Always use the *_async versions of functions in async contexts:

❌ Wrong (causes panic)

impl Tool for LinkedInValidator {
    async fn call(&self, args: Args) -> Result<String, Error> {
        // This will panic in async context!
        Ok(credify::ai_validate_json(&args.url))
    }
}

✅ Correct

impl Tool for LinkedInValidator {
    async fn call(&self, args: Args) -> Result<String, Error> {
        // Use async version
        Ok(credify::ai_validate_json_async(&args.url).await)
    }
}

Available Async Functions

Credify provides async versions for all validation functions:

Synchronous Asynchronous
validate_for_llm() validate_for_llm_async()
ai_validate() ai_validate_async()
ai_validate_json() ai_validate_json_async()
validate_linkedin_url() validate_linkedin_url_async()

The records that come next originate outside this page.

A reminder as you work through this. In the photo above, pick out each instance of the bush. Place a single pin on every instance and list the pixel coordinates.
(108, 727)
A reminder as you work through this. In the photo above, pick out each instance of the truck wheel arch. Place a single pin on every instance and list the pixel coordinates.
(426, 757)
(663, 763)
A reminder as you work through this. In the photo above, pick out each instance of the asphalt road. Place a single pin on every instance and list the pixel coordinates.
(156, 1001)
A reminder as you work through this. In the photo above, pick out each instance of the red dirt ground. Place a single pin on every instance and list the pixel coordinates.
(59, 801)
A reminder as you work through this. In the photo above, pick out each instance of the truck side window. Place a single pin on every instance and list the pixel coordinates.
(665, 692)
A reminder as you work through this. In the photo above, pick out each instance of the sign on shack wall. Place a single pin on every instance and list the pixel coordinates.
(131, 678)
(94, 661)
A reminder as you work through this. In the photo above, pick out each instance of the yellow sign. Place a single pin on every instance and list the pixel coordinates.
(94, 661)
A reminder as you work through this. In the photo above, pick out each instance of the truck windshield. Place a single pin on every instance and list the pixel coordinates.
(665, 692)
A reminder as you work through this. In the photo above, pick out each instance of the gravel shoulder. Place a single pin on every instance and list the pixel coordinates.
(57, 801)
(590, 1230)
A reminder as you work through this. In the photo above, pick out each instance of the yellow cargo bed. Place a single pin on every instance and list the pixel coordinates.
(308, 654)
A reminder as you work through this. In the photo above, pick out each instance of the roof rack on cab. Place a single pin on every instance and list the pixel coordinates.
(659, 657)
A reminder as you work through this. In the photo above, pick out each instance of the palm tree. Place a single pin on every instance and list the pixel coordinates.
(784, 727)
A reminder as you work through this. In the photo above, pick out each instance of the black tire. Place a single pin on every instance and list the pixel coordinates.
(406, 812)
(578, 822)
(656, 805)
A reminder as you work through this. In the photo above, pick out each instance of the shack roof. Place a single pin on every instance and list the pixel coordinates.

Complete Rig Framework Example

use credify::ai_validate_json_async;
use rig::tool::Tool;
use serde::{Deserialize, Serialize};
use serde_json::json;

#[derive(Deserialize)]
struct ValidateArgs {
    url: String,
}

#[derive(Debug, thiserror::Error)]
#[error("Validation error: {0}")]
struct ValidationError(String);

#[derive(Deserialize, Serialize)]
struct LinkedInValidator;

impl Tool for LinkedInValidator {
    const NAME: &'static str = "LinkedInValidator";
    type Error = ValidationError;
    type Args = ValidateArgs;
    type Output = String;

    async fn definition(&self, _prompt: String) -> rig::completion::ToolDefinition {
        rig::completion::ToolDefinition {
            name: Self::NAME.to_string(),
            description: "Validates LinkedIn profile URLs".to_string(),
            parameters: json!({
                "type": "object",
                "properties": {
                    "url": {
                        "type": "string",
                        "description": "LinkedIn URL to validate"
                    }
                },
                "required": ["url"]
            }),
        }
    }

    async fn call(&self, args: Self::Args) -> Result<Self::Output, Self::Error> {
        // Always use async version in async contexts
        Ok(ai_validate_json_async(&args.url).await)
    }
}

Best Practices

  1. Always use async in async contexts: If your function is async, use Credify's async functions
  2. Use sync for CLI tools: For command-line tools, the sync versions are fine
  3. Web servers need async: FastAPI, Actix, Axum, etc. all need async versions
  4. AI frameworks need async: Rig, LangChain-rust, etc. need async versions

Performance Note

The async versions use Tokio-compatible async HTTP clients and are optimized for concurrent operations. They're just as fast as sync versions but play nicely with async runtimes.